Prozess zur Rundfunkbeitragspflicht: Verhandlung abgeschlossen – Urteil erst in 2 Wochen

In Kürze:
- Ein Urteil im Revisionsverfahren zur Rundfunkbeitragspflicht soll erst am 15. Oktober verkündet werden.
- Der 6. Senat des Bundesverwaltungsgerichts Leipzig schöpft damit die maximal zulässige Beratungsfrist aus.
- Erwartet wird ein Grundsatzurteil über Pflichten und Rechte von Sendern und Beitragszahlern.
- Eine 84-jährige Beitragsgegnerin hatte jahrelang gegen den „Bayerischen Rundfunk“ geklagt.

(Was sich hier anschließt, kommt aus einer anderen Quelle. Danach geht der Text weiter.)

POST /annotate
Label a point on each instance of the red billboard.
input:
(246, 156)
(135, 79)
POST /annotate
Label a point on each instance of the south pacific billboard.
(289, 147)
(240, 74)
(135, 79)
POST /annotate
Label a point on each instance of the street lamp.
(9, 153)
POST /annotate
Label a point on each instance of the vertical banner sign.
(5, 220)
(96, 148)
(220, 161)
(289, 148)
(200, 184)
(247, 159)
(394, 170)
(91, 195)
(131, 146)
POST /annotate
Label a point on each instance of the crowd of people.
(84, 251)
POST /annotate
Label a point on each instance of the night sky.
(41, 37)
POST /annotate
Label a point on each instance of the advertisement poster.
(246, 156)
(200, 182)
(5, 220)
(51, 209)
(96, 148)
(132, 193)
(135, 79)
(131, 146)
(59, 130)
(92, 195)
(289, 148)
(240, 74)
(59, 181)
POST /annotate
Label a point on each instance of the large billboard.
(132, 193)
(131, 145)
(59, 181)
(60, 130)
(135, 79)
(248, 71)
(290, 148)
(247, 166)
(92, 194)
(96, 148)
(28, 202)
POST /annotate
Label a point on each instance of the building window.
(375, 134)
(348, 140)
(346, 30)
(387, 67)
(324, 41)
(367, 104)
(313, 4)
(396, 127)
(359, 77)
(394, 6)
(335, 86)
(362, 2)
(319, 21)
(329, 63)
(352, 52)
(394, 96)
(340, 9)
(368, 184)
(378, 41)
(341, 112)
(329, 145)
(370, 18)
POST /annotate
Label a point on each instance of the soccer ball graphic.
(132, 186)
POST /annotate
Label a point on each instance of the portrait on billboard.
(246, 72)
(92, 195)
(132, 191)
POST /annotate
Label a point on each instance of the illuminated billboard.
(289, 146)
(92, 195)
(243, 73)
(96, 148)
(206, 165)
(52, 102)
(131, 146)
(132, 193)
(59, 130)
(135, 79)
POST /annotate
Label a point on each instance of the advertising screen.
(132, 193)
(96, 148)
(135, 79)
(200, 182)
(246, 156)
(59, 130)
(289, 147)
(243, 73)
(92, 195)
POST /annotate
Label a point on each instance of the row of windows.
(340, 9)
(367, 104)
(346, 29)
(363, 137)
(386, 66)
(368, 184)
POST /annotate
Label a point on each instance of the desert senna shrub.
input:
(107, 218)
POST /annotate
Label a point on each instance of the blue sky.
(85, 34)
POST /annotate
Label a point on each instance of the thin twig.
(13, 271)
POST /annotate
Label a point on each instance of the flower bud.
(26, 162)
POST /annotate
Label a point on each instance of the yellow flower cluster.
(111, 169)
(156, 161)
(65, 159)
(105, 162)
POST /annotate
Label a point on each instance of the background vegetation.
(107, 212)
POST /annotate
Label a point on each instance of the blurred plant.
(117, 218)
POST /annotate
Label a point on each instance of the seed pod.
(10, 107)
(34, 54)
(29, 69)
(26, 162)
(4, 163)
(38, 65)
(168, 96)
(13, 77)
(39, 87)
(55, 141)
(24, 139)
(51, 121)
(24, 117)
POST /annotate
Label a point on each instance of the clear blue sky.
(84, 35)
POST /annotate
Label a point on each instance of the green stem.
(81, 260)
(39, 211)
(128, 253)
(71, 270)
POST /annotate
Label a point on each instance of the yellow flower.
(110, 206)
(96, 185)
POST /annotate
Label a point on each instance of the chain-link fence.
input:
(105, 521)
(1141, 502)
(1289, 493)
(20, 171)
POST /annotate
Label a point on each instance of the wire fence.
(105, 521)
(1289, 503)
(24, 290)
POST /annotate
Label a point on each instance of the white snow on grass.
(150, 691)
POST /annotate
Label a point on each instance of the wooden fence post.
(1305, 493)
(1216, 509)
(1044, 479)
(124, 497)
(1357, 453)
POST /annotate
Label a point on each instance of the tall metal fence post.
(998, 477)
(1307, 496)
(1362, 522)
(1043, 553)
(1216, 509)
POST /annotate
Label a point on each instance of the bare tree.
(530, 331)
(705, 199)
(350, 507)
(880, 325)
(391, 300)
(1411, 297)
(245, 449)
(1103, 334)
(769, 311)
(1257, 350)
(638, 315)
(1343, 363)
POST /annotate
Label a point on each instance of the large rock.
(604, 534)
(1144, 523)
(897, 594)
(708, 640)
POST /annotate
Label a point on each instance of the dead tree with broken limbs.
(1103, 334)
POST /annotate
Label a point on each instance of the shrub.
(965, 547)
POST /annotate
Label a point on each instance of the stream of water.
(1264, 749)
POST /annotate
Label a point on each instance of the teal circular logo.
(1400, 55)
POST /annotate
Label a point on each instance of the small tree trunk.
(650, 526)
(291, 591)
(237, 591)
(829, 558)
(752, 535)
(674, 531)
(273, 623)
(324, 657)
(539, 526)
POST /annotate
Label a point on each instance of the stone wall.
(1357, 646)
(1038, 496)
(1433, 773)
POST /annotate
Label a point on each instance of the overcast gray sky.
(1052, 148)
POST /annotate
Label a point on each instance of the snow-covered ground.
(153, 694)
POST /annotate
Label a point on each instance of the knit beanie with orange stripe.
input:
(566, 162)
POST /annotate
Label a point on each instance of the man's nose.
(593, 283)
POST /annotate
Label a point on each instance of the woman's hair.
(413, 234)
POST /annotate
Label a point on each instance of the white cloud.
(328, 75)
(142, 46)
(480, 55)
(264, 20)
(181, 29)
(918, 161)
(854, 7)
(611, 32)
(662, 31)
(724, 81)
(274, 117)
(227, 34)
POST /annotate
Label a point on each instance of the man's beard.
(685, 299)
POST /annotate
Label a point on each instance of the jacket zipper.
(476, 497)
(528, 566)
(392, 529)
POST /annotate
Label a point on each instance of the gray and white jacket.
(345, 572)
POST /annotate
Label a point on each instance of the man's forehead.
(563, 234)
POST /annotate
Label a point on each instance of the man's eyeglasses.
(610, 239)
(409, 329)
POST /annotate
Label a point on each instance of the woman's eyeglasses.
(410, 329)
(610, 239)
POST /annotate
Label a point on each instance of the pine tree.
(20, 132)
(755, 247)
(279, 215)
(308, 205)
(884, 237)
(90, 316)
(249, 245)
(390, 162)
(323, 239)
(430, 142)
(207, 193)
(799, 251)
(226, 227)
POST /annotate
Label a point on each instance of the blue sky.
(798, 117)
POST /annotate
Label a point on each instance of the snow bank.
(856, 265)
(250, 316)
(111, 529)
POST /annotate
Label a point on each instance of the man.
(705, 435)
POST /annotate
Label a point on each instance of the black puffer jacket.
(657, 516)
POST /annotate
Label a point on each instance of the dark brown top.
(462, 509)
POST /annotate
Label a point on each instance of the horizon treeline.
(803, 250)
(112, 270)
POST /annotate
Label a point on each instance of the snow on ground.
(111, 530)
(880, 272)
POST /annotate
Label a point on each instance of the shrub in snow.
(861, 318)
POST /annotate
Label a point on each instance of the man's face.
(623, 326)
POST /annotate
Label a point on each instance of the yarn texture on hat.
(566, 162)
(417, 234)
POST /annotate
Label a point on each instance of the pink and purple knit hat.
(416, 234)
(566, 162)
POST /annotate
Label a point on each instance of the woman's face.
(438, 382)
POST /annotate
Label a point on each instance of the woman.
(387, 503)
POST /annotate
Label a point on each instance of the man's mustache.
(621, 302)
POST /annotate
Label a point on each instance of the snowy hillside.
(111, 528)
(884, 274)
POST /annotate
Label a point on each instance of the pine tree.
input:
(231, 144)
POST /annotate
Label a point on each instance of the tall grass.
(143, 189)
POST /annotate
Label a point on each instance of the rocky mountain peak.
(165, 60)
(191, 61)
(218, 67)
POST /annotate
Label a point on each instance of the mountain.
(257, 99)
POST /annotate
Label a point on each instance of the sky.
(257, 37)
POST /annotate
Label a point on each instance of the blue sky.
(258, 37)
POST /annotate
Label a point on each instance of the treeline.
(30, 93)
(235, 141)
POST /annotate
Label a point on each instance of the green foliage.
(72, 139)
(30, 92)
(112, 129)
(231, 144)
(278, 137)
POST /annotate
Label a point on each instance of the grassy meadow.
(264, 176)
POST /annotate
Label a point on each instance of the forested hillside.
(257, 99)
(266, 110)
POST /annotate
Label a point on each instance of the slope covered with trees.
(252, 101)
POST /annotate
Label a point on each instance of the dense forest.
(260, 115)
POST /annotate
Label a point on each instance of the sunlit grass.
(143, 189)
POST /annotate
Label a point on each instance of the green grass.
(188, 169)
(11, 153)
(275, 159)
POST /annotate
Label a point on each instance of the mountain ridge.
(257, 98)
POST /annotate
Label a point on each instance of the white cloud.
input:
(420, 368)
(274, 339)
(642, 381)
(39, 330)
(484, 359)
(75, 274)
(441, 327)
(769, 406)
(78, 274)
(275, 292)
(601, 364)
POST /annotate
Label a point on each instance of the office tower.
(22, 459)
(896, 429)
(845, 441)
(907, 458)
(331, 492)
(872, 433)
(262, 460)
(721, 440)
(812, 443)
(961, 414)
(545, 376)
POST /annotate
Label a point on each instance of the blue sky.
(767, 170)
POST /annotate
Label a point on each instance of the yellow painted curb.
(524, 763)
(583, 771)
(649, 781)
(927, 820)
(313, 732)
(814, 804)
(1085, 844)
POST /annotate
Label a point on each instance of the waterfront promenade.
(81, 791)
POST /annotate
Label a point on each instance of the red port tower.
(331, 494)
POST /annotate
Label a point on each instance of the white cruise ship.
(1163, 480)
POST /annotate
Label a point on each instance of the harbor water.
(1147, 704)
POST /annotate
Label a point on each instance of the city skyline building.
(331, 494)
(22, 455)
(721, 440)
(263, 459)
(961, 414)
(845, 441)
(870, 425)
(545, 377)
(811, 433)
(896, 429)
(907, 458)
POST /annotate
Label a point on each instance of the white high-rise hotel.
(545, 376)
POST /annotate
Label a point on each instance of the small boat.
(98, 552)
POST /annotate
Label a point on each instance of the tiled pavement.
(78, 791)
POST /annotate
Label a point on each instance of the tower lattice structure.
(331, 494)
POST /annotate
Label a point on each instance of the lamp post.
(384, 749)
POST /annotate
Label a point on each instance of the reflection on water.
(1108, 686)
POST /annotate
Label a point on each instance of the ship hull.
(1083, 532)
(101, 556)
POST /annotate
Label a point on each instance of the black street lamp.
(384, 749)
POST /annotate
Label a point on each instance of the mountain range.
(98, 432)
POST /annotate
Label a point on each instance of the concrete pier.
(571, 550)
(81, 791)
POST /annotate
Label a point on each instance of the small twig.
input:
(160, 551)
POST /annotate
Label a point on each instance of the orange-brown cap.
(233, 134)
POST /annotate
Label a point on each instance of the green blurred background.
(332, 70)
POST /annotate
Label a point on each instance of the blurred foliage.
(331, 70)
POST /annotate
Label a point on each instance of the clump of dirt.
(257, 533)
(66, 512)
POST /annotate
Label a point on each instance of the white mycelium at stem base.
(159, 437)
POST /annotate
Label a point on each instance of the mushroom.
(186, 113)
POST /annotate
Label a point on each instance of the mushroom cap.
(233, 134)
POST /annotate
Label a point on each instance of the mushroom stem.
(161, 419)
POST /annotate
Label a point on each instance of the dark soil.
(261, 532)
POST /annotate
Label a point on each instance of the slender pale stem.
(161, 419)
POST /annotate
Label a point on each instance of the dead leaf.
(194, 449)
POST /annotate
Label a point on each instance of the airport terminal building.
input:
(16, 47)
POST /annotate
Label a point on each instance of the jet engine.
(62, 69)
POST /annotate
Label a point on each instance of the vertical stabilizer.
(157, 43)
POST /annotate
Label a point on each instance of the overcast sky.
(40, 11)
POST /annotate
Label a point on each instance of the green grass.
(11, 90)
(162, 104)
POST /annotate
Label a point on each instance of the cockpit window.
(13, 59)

Das Bundesverwaltungsgericht (BVerwG) in Leipzig hat am frühen Mittwochnachmittag die mündliche Verhandlung in einem Grundsatzstreit zur Rundfunkbeitragspflicht abgeschlossen.
Das Urteil wird am Mittwoch, 15. Oktober verkündet, erklärte der Vorsitzende Richter am Ende des Verhandlungstages. Damit schöpfe der zuständige 6. Senat die maximal zulässige Frist zur Verkündung eines Urteils vollständig aus. Geklagt hatte eine 84-jährige Frau aus Bayern, beklagte Partei ist der Bayerische Rundfunk (BR).
Prof. Dr. Eva Ellen Wagner, die Prozessbeauftragte des BR, stand vor Ort für ein Interview mit der Epoch Times nicht zur Verfügung.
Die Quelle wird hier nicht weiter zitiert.